Temps jaune et bleu à Paris, aujourd’hui. Au bois de Vincennes, le soleil d’automne allume les feuillages et fait soupirer le sol humide. Des odeurs de résine, d’humus et de feuilles mortes flottent en strates, ainsi qu’un étrange parfum de céleri. Et des traces de feu de bois, aussi ; comme pour rappeler que des êtres humains vivent ici, leurs tentes cachées au creux des bosquets. Autour de la plus grande, les habitants ont installé des jardinières de fleurs.

Le lac brille façon inox, avec des scintillements qui dansent à la surface, comme des lucioles sous acide.
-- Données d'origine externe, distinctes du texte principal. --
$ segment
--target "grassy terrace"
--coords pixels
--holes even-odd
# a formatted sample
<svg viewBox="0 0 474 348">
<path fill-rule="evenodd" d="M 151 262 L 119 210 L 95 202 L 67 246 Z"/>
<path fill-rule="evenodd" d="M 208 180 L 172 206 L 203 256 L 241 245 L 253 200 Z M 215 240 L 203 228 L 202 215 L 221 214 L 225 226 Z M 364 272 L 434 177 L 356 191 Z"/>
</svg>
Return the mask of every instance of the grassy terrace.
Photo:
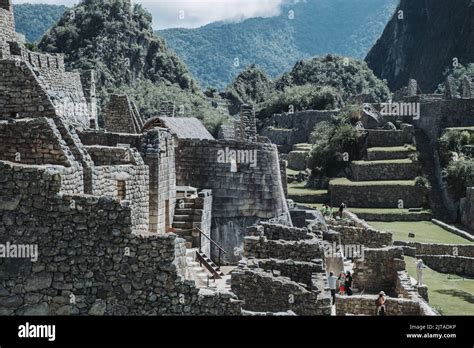
<svg viewBox="0 0 474 348">
<path fill-rule="evenodd" d="M 367 152 L 414 152 L 415 147 L 409 146 L 392 146 L 392 147 L 371 147 L 367 149 Z"/>
<path fill-rule="evenodd" d="M 405 256 L 408 273 L 416 279 L 415 259 Z M 430 305 L 443 315 L 474 315 L 474 279 L 463 279 L 426 268 Z"/>
<path fill-rule="evenodd" d="M 379 160 L 379 161 L 352 161 L 356 165 L 373 166 L 377 164 L 413 164 L 409 158 L 395 159 L 395 160 Z"/>
<path fill-rule="evenodd" d="M 340 186 L 415 186 L 415 180 L 350 181 L 347 178 L 331 180 L 331 185 Z"/>
<path fill-rule="evenodd" d="M 474 244 L 467 239 L 442 229 L 431 221 L 368 221 L 368 223 L 378 230 L 391 232 L 393 240 L 439 244 Z M 408 233 L 414 233 L 415 238 L 408 238 Z"/>
<path fill-rule="evenodd" d="M 311 195 L 327 195 L 327 190 L 315 190 L 304 187 L 306 182 L 292 182 L 288 184 L 288 194 L 298 196 L 311 196 Z"/>
<path fill-rule="evenodd" d="M 298 175 L 300 173 L 299 170 L 293 170 L 290 168 L 286 168 L 286 175 Z M 290 184 L 288 184 L 290 185 Z"/>
</svg>

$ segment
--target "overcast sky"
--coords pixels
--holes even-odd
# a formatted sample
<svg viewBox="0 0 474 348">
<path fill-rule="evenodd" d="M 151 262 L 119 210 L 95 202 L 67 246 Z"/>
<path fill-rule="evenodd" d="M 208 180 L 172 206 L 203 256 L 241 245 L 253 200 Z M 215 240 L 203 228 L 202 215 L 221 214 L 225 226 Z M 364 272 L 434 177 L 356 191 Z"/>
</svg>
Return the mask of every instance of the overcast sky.
<svg viewBox="0 0 474 348">
<path fill-rule="evenodd" d="M 153 15 L 155 29 L 195 28 L 220 20 L 272 17 L 289 0 L 133 0 Z M 59 4 L 71 6 L 77 0 L 13 0 L 14 4 Z M 180 18 L 184 17 L 184 18 Z"/>
</svg>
Je n’ai pas envie de décoller et je m’en veux de n’avoir pris ni repas, ni livre : ce serait tellement bon de passer la journée là, dans les reflets dorés… La faim et les pensées qui s’égarent déterrent un souvenir enseveli : en Allemagne, devant le lycée, les frites étaient taillées en zig-zag pour croustiller plus. Furieuse envie d’une barquette, maintenant, sur l’herbe qui me tend les brins.
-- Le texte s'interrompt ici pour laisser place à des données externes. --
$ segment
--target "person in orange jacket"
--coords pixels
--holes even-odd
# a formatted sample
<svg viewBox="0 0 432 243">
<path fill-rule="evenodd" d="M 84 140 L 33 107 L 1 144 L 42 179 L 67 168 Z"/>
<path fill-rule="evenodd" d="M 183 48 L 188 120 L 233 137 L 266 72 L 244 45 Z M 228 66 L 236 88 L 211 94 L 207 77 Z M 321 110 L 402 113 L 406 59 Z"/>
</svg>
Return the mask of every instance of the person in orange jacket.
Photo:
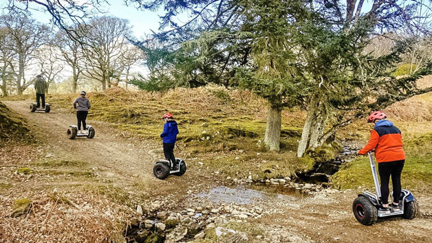
<svg viewBox="0 0 432 243">
<path fill-rule="evenodd" d="M 389 212 L 389 210 L 400 211 L 400 174 L 405 162 L 405 152 L 402 148 L 400 130 L 386 119 L 387 116 L 380 111 L 373 112 L 367 122 L 374 122 L 375 126 L 371 131 L 369 142 L 358 152 L 358 154 L 367 154 L 375 150 L 378 165 L 378 173 L 381 181 L 381 202 L 378 210 Z M 393 200 L 389 207 L 389 182 L 391 176 Z"/>
</svg>

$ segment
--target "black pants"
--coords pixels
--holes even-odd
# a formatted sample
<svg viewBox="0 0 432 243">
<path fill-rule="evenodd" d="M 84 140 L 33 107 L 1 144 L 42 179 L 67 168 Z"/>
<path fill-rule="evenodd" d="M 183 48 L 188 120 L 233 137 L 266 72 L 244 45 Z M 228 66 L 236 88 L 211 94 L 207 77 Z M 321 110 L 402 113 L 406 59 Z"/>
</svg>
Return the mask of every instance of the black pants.
<svg viewBox="0 0 432 243">
<path fill-rule="evenodd" d="M 173 165 L 177 165 L 175 157 L 174 156 L 174 145 L 175 143 L 164 143 L 164 154 L 167 161 L 171 161 Z"/>
<path fill-rule="evenodd" d="M 78 111 L 76 112 L 76 119 L 78 119 L 78 130 L 81 130 L 81 122 L 83 123 L 83 130 L 85 130 L 85 119 L 89 113 L 87 111 Z"/>
<path fill-rule="evenodd" d="M 37 108 L 41 107 L 41 99 L 42 99 L 42 107 L 45 108 L 45 93 L 36 94 L 36 106 Z"/>
<path fill-rule="evenodd" d="M 378 172 L 381 181 L 381 201 L 382 204 L 389 203 L 389 182 L 391 175 L 393 184 L 393 201 L 399 203 L 400 198 L 400 174 L 404 168 L 405 160 L 391 162 L 378 163 Z"/>
</svg>

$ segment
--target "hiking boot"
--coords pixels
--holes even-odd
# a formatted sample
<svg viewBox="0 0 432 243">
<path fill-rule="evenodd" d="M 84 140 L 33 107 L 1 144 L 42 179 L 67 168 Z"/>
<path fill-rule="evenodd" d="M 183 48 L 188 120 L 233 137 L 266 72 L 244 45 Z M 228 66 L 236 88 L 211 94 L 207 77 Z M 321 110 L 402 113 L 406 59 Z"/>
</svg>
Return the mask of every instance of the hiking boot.
<svg viewBox="0 0 432 243">
<path fill-rule="evenodd" d="M 390 207 L 390 209 L 391 209 L 391 211 L 393 211 L 393 212 L 398 212 L 402 211 L 402 209 L 400 208 L 400 205 L 396 205 L 394 203 L 391 203 L 390 205 L 389 205 L 389 207 Z"/>
<path fill-rule="evenodd" d="M 382 207 L 382 205 L 380 205 L 380 207 L 378 207 L 378 213 L 389 213 L 390 209 L 389 207 Z"/>
</svg>

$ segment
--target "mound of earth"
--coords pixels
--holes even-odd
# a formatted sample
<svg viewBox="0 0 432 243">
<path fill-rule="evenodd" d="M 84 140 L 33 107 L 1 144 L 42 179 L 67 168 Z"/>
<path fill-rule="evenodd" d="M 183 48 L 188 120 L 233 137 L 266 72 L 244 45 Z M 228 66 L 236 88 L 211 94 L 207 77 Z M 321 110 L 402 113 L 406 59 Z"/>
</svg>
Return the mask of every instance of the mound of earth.
<svg viewBox="0 0 432 243">
<path fill-rule="evenodd" d="M 33 135 L 21 116 L 0 102 L 0 147 L 9 142 L 28 142 Z"/>
</svg>

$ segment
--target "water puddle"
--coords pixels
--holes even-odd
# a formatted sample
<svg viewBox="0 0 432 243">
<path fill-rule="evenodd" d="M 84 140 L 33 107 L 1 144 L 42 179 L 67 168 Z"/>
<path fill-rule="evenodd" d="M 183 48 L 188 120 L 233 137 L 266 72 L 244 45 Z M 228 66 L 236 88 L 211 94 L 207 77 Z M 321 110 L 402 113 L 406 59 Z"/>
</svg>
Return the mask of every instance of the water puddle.
<svg viewBox="0 0 432 243">
<path fill-rule="evenodd" d="M 238 205 L 248 205 L 272 198 L 293 200 L 297 198 L 307 196 L 295 188 L 283 186 L 271 187 L 259 184 L 238 185 L 236 187 L 218 186 L 208 192 L 202 192 L 194 196 L 205 198 L 213 202 Z"/>
</svg>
Je pédale en pensant à mon blog en friche, pour repousser la fringale. J’ai des billets en cours, mais je n’ose pas les publier : ils sont tous habités de souffles rauques, de corps qui s’étreignent et de peaux grillées par le désir. Et à part ça, rien… Comme si mon cerveau squatté par les turgescences n’avait plus de place pour le reste. Tiens, et si je tenais un weblog à l’ancienne, histoire de me dégourdir le clavier ? Allez, quoi… Un feuillet par jour, pas plus de dix minutes — pour n’épuiser ni l’envie, ni les idées. Ah oué, pas con. J’essaierai en rentrant. Mais pfff… Un feuillet max ? Faudra rédiger serré.